La Structure des Mythes par Claude Lévi-Strauss
Grand spécialiste des mythes, Claude Lévi-Strauss nous en donne ici une définition.
On ne peut que conseiller de lire l'Anthropologie structurale de Claude Lévi-Strauss et son chapitre sur La Structure des mythes dont je vous mets l'introduction. Un chapitre présentant une nouvelle méthode rigoureuse d'analyse des mythes, faisant avancer tout un pan de la recherche.
« On dirait que les univers mythologiques sont destinés à étre pulvérisés a peine formés, pour que de nouveaux univers naissent de leurs débris. »
Franz BOAS, introduction à : James Teit, "Traditions of the Thompson River Indians of British Columbia," Memoirs of the American Folklore Society, VI (1898), p. 18
Depuis une vingtaine d'années et malgré quelques tentatives dispersées, l'anthropologie semble s'étre progressivement détachée de l'étude des faits religieux. Des amateurs de provenances diverses en ont profité pour envahir le domaine de l'ethnologie religieuse. Leurs jeux naïfs se déroulent sur le terrain que nous avons laissé en friche, et leurs excès s'ajoutent à notre carence pour compromettre l'avenir de nos travaux.
Quelle est l'origine de cette situation ? Les fondateurs de l'ethnologie religieuse : Tylor, Frazer et Durkheim, ont été touours attentifs aux problèmes psychologiques ; mais, n'étant pas eux-mêmes des psychologues de métier, ils ne pouvaient se tenir au courant de la rapide évolution des idées psychologiques, et encore moins la pressentir. Leurs interprétations se sont démodées aussi vite que les postulats psychologiques qu'elles impliquaient. Reconnaissons-leur cependant le mérite d'avoir compris que les problémes d'ethnologie religieuse relèvent d'une psychologie intellectualiste. A la suite de Hocart - qui en faisait déjà la remarque au début d'un ouvrage posthume, récemment publié - on regrettera que la psychologie moderne se soit trop souvent désintéressée des phénomènes intellectuels en leur préférant l'étude de la vie affective : « Aux défauts inhérents à l'école psychologique... s'ajoutait ainsi l'erreur de croire que des idées claires puissent naître d'émotions confuses[2]. » Il aurait fallu élargir les cadres de notre logique pour y inclure des opérations mentales, en apparence différentes des nôtres, mais qui sont intellectuelles au même titre. Au lieu de cela, on a essayé de les réduire à des sentiments informes et ineffables. Cette méthode, connue sous le nom de phénoménologie religieuse, s'est trop souvent montrée stérile et fastidieuse.

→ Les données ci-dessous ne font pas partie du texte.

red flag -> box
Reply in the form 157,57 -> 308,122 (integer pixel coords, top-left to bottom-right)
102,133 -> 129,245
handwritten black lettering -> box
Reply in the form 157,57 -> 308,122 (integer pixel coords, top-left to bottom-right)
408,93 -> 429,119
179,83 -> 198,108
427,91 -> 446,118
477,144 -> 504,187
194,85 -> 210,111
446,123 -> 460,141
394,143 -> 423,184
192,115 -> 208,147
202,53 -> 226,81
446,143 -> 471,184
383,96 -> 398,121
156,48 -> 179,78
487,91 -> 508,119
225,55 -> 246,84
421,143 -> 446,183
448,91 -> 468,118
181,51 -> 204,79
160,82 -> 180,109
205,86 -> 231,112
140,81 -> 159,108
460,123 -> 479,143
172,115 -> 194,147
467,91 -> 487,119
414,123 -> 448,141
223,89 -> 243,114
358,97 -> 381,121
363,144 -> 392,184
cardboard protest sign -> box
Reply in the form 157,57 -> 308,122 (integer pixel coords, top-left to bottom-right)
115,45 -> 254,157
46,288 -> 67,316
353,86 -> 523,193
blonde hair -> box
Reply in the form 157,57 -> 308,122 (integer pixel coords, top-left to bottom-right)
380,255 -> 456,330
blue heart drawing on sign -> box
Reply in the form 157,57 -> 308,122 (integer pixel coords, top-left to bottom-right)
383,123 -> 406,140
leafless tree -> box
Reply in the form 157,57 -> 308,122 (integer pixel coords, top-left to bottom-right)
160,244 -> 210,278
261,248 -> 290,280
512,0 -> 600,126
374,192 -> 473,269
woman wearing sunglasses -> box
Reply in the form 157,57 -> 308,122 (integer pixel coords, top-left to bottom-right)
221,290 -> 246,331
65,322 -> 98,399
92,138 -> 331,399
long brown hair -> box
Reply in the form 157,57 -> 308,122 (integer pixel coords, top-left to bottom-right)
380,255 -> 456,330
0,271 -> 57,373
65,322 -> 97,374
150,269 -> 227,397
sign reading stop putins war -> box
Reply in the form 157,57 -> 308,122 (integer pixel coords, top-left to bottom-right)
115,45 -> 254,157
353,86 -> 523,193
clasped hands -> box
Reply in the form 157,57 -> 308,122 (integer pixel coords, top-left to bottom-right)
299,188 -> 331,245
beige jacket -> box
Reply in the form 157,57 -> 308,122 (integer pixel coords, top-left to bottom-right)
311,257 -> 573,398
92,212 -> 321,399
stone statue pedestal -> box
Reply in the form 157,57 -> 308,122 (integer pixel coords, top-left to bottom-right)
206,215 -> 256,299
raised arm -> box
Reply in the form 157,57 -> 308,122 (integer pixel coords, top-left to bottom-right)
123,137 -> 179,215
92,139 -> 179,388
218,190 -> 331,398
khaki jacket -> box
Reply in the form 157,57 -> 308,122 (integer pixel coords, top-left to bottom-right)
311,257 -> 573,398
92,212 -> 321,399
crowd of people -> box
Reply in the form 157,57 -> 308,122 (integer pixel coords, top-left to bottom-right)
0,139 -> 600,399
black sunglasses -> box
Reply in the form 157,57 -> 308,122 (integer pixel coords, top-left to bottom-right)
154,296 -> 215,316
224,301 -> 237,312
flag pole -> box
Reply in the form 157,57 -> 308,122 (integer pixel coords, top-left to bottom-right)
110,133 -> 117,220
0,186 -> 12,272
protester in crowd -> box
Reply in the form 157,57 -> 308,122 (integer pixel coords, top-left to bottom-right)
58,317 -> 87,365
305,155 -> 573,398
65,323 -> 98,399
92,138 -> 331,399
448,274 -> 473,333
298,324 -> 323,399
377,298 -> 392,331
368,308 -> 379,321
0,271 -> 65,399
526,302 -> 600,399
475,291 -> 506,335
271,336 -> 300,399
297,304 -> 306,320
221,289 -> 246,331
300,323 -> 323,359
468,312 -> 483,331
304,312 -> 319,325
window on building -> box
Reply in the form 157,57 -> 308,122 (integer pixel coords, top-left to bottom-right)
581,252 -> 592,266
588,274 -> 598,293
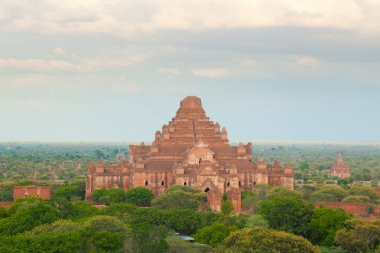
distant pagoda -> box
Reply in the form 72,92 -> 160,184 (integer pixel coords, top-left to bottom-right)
86,96 -> 293,213
330,152 -> 351,178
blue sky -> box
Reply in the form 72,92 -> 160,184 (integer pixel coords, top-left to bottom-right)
0,0 -> 380,141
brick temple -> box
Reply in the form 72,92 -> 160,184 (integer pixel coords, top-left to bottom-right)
330,152 -> 351,178
86,96 -> 293,213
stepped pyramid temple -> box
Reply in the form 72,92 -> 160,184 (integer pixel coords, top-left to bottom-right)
86,96 -> 293,213
330,152 -> 351,178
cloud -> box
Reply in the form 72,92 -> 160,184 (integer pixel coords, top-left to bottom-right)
53,47 -> 66,55
112,83 -> 141,93
296,55 -> 321,66
0,58 -> 78,71
8,99 -> 47,110
157,68 -> 182,76
0,0 -> 380,35
0,55 -> 147,72
192,68 -> 230,78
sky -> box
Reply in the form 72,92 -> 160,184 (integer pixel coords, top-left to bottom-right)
0,0 -> 380,141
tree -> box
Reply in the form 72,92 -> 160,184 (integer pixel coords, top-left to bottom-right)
52,185 -> 80,201
166,235 -> 212,253
160,209 -> 206,235
126,223 -> 168,253
342,196 -> 371,203
85,216 -> 129,252
194,223 -> 237,247
95,149 -> 105,159
0,198 -> 62,235
310,185 -> 348,201
221,200 -> 234,226
334,219 -> 380,253
259,187 -> 313,234
350,184 -> 379,201
298,184 -> 320,199
307,207 -> 351,246
152,186 -> 207,210
299,161 -> 310,172
0,207 -> 8,218
241,191 -> 258,213
91,188 -> 125,205
218,227 -> 319,253
125,187 -> 153,206
245,214 -> 269,228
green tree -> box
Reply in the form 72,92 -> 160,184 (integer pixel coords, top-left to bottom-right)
259,187 -> 313,234
342,196 -> 371,203
0,189 -> 13,202
95,149 -> 105,159
0,207 -> 8,218
245,214 -> 269,228
0,198 -> 62,235
127,223 -> 168,253
307,207 -> 351,246
166,235 -> 212,253
91,188 -> 125,205
334,219 -> 380,253
310,185 -> 348,201
299,161 -> 310,172
125,187 -> 153,206
350,184 -> 379,201
52,185 -> 80,201
241,191 -> 258,213
152,186 -> 207,210
221,200 -> 234,226
217,227 -> 319,253
194,223 -> 237,247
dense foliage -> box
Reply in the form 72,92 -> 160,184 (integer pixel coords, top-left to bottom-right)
259,187 -> 313,234
218,227 -> 319,253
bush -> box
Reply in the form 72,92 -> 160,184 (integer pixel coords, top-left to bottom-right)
217,227 -> 319,253
342,196 -> 371,203
125,187 -> 153,206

De tous les chapitres de l'ethnologie religieuse, c'est la mythologie qui souffre surtout de cette situation. Sans doute peut-on citer les travaux considérables de M. Dumézil et ceux de M. H. Grégoire. Mais ils n'appartiennent pas en propre à l'ethnologie. Comme il y a cinquante ans, celle-ci continue à se complaire dans le chaos. On rajeunit les vieilles interprétations : rêveries de la conscience collective, divinisation de personnages historiques, ou l'inverse. De quelque manière qu'on envisage les mythes, ils semblent se réduire tous à un jeu gratuit, ou à une forme grossière de spéculation philosophique.